The first time F1 has competed around the streets of the Azerbaijan capital city, though the circuit has drawn attention for its challenging layout, it was the kerbs that would prove the biggest teething issue for organisers after Pirelli reported cuts in the left-rear tyres after FP1.

Identified as being caused by the bolts in the kerbs not being drilled down far enough, modifications took place between the sessions and overnight to ensure there was to be no repeat. Indeed, though there were no tyre failures as a result of the oversight, Pirelli says nearly each left-rear was damaged.

"They investigated the kerbs after our information that we found, on most of the tyres used in the last part of FP1, some cuts on the left rear tyres," said Mario Isola. "I don't have the number but I can say 90% of the cars, so it was a good indication that something had to be investigated.

"All the cuts were in a certain position so they were more or less all the same and we informed immediately Charlie Whiting and he reacted immediately. He went out just before the GP2 qualifying session, checking all the kerbs on the left side of the car and he found a couple of them where the small bolts had come out. They fixed it, but they had to postpone the qualifying session for GP2, and I think they are going to also work on it tonight to have a final solution. In FP2, we checked the tyres used and we didn't find anything so everything is okay now.

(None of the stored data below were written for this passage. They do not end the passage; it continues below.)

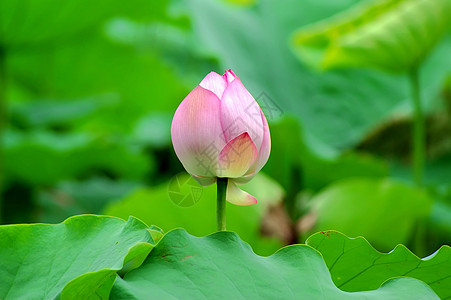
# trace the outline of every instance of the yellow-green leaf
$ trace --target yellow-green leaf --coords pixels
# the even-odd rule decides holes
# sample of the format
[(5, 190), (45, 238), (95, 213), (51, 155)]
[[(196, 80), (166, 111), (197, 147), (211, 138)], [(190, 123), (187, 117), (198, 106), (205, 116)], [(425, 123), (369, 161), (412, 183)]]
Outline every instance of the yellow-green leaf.
[(369, 66), (401, 72), (425, 58), (450, 25), (450, 0), (356, 5), (299, 29), (295, 52), (320, 68)]

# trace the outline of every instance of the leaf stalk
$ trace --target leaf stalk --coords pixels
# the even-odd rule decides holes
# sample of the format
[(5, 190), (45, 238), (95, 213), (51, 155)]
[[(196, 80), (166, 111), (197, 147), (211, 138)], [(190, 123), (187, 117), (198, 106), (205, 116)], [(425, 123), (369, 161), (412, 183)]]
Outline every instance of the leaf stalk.
[(226, 230), (226, 193), (228, 178), (218, 178), (217, 185), (217, 207), (216, 224), (218, 231)]
[(413, 132), (412, 132), (412, 169), (413, 181), (418, 187), (423, 186), (424, 162), (426, 152), (426, 136), (424, 128), (424, 114), (421, 105), (420, 76), (417, 67), (410, 71), (413, 105)]

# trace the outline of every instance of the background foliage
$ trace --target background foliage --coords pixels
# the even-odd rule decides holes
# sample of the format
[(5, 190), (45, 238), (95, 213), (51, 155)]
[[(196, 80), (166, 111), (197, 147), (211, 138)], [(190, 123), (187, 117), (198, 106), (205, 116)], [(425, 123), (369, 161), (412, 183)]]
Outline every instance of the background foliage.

With modifications to the circuit overnight including an extended pit-entry and the removal of some kerbs altogether, Isola admits the cuts were 'quite deep'.

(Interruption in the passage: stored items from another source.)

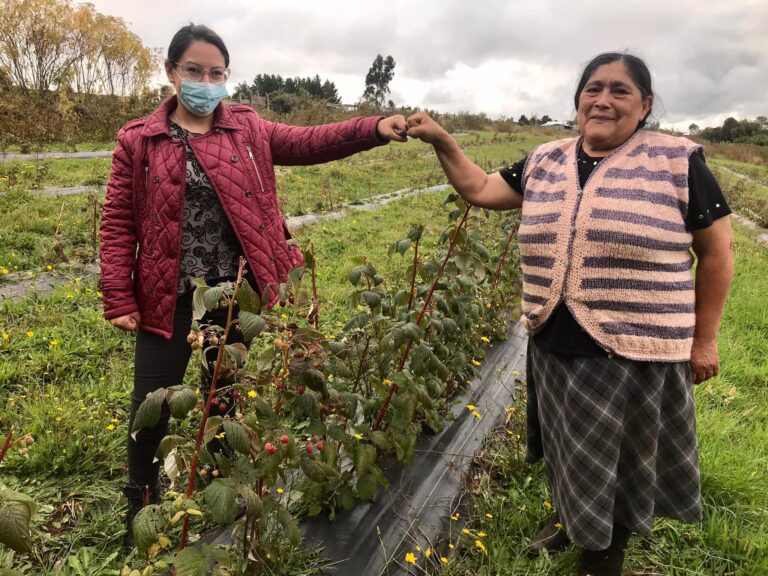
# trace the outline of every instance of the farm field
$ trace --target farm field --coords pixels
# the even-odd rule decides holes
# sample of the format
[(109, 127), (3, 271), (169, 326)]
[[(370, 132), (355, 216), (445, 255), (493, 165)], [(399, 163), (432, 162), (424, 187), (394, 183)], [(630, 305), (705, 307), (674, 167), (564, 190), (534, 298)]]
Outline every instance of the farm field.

"They were quite deep on the tread, touching the construction, but we didn't have any tyre failures or air loss, so it's something we have to fix but nothing happened.

"It's not my job to say if the drivers were lucky or not! Of course, we are here to make sure everything is running in the right way but as soon as any of our engineers give us information that they see something strange on the tyre, we go and check and we have a direct link to the FIA to be sure that we react quickly so that was exactly what happened."